Vitamins: its dose that does it, says ISOM

The Orthomolecular Medicine News Service (OMNS) have this week published an article entitled ‘Vitamins: its dose that does it’, in which they state that "thousands upon thousands of nutritional research studies provide evidence that vitamins do help prevent and treat serious diseases, including cancer and heart disease, when the nutrients are supplied in sufficiently high doses. High doses are required. Low doses fail".

According to cardiologist Thomas Levy MD, "the three most important considerations in effective vitamin C therapy are dose, dose, and dose. If you don't take enough, you won't get the desired effects".

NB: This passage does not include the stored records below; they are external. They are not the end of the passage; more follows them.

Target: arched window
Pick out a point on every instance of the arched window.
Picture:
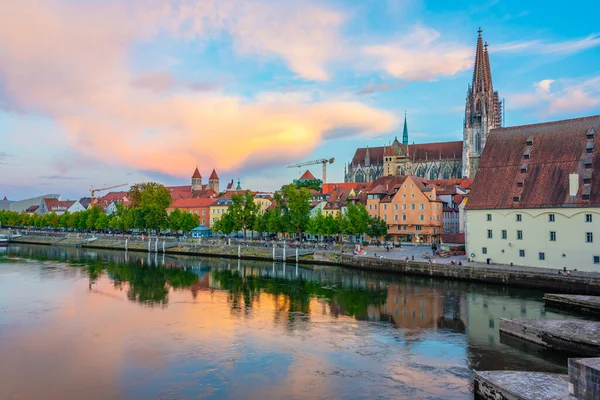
(446, 173)
(359, 177)
(433, 173)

Within the article, reference is made to the recent Journal of the American Medical Association JAMA study, after which a press release announced to the world that vitamin C and E supplements did not work in preventing heart disease in older men. This study used low dose, synthetic vitamins. The comments of the International Society for Orthomolecular Medicine (ISOM) experts echoed those of the ANH last November. The experts from ISOM then quote levels of vitamins C and E which have consistently produced good results, and ask that the study be repeated with these levels for a very different outcome!

To illustrate the point that dose affects outcome, described as a cornerstone of medical science, the OMNS article points out that "any physician, nurse, or parent knows that a dose of antibiotics that is one tenth, or one-hundredth, of the known effective dose will not work". It appears that this premise is just not accepted in vitamin therapy!

The ISOM experts claim that permission for use of high doses of vitamin C, by researchers, is routinely and deliberately denied by universities, ethics and pharmacy committees, which renders studies almost useless. The denial is often in the name of safety, and yet the only people likely to be harmed by high levels of vitamin C, OMNS state, are the pharmaceutical industry!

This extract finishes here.